Secondly, I would like someone to produce a collected works of Norman O. Brown, presumably the University of California Press. This includes all his articles and letters, in addition to his books. Many of the articles were printed in obscure, hard to obtain literary journals. If you decide it's time to riot and loot, you're only going to make matters for yourself and everyone else. Don't do it! You're in the hands of the Lord now, and I'm here to serve. I here to help as many as possible you to make it through this.
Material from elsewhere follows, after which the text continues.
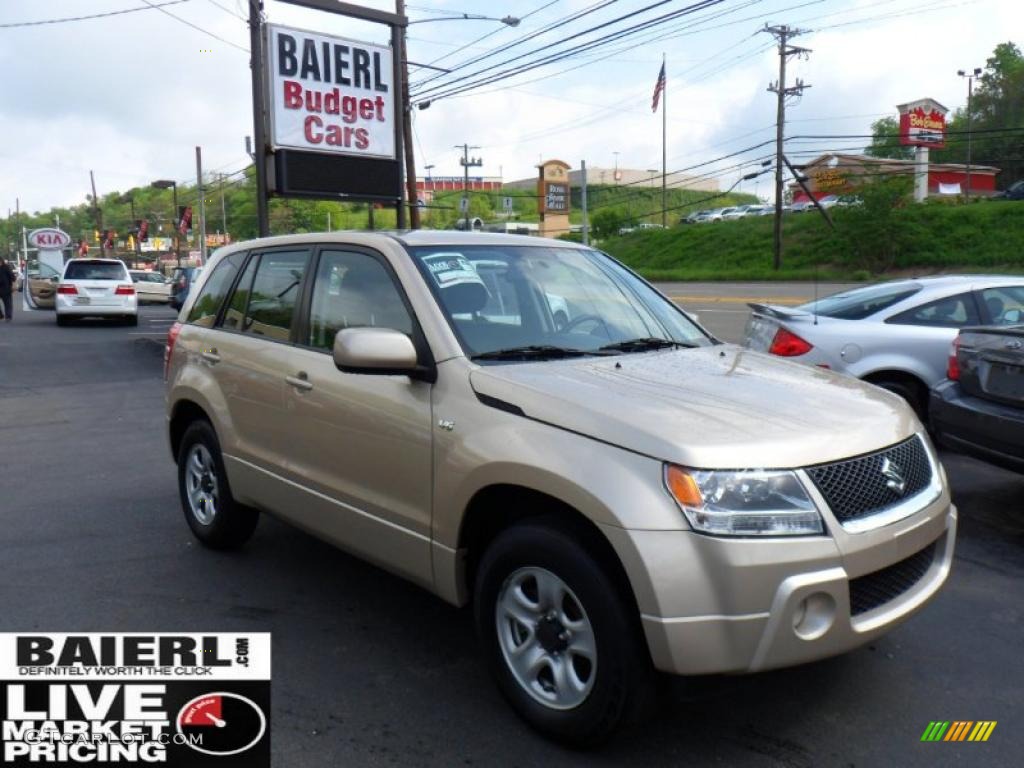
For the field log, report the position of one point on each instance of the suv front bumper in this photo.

It would alleviate the Tribulation we'll be going through if the TV networks would suspend regular programming and concentrate on the contents of this address. This can come in the form of news commentators, debates, economists' discussions, etc. Parenthetically, on the economy: the economy is a confidence game – Adam Smith's Invisible Hand. It's a literal con game. That is, if you have confidence in it, it holds together and if you loose confidence in it, it falls apart. If tomorrow everyone panics, then my prophesied collapse will begin then rather than after my second address. If so, so be it. The next address will be at an earlier hour since what I will say children can hear. In the future I will say nothing more about the topics I have discussed tonight. Although, if you let me know, I can ramble on about these topics for hours on end, and every bit of it will be new. I enjoy it. But I strongly suspect that after what you've heard this evening, you won't be eager to hear more. As a favor, I'll not subject you to more, unless you want me to. At my next address, I will set the date when the entertainment industry shuts down, with detailed directives with respect to that industry.